Winnipeg is mosquito heaven. One problem that comes with losing your hair is that is gives the mozzies a more expansive feeding ground. My head now looks like I’ve done five rounds with Mike Tyson. Yesterday it rained and now the sun has come out – which will bring the little bugs out in force. I’m trying not to take it personally, but, today I think I’m going to stick my head in a bucket of chemicals…
The summit of religious leaders began yesterday afternoon with a welcoming ceremony by some indigenous (First Nation) Anishnabe Nation people who lit a fire in a tent, spoke, sang and used drums to ‘send the word out’. This was preceded by two introductory speeches, the clearest coming from a man with authority.
Dr Alberto Quattrucci is here from the St Egidio Community in Rome. This is a remarkable communitywhich cares for poor, disabled and marginalised people – a visit there while we were in Rome last year for a communications conference made a huge impression on our group. Alberto is not only impressive, but is also a very nice man. He spoke quietly, firmly and with humility. He made the point simply that
the struggle against poverty means solidarity with poor people… Transformed structures do not change hearts; transformed hearts change structures.
This raises an important question about conferences such as this: what do we want/expect to achieve? Yes, we can add a voice and make a case for a different way of living in the world and running the world’s economies; but how is the making of that case likely to impact on the politicians who will gather for the G8/G20?
This question is one I will need to push at this gathering over the next two days. If we are to follow the process through France in 2011, the USA in 2012 and host a similar conference in 2013 in the UK, we will have to have a better and clearer idea of how we might achieve what we want to achieve (or think is worth achieving). Simply to make a statement – however powerful or worthy – is redundant unless it is heard and understood by the intended audience.
Given that the G8/G20 summit is always a photo-opportunity for the political leaders – the work has already been done and dusted long before they get there – it feels a bit late delivering a statement to a charade when the business was completed before we got there.
This means that we have to face the challenge in future: do we want profile concurrent with the politicians’ event or do we want to influence the agreements they come to before they get here? I side with the wish for effectiveness in influencing the content and process (by doing our work earlier, pulling together fewer people, keeping statements tight and light, getting effective media traction and maximising the impact whilst minimising the work involved).
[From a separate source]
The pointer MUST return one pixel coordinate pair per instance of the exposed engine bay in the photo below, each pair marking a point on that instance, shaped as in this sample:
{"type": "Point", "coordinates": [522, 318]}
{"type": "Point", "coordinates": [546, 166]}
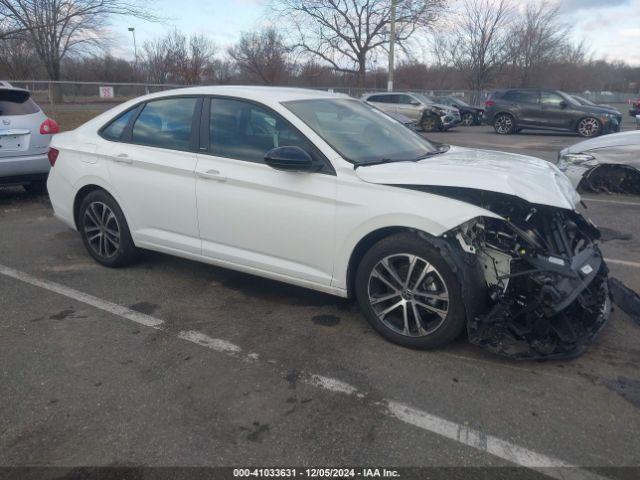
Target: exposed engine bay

Today we get down to business with a focus on ‘Extreme Poverty’ in relation to economics, peace & security and climate change. Some impressive speakers will focus our thoughts. I’ll report later on content and process.
Back to the other world, yesterday saw an interview with CBC about the World Cup. I gather the press in the UK and elsewhere have picked up on my latest World Cup prayers – some even recognising humour where they spot it. One Slovenian website has picked it up and made a comment which looks funny, but I can only work out a little of what it says (not the crucial bits).
Today France will probably get their flight tickets back to Paris. England will prepare for tomorrow’s showdown in the light of the severest UK budget cuts since the Second World War. If anyone can tell me what the Slovenian piece says (even if it is rude – I am getting used to that), I would be grateful!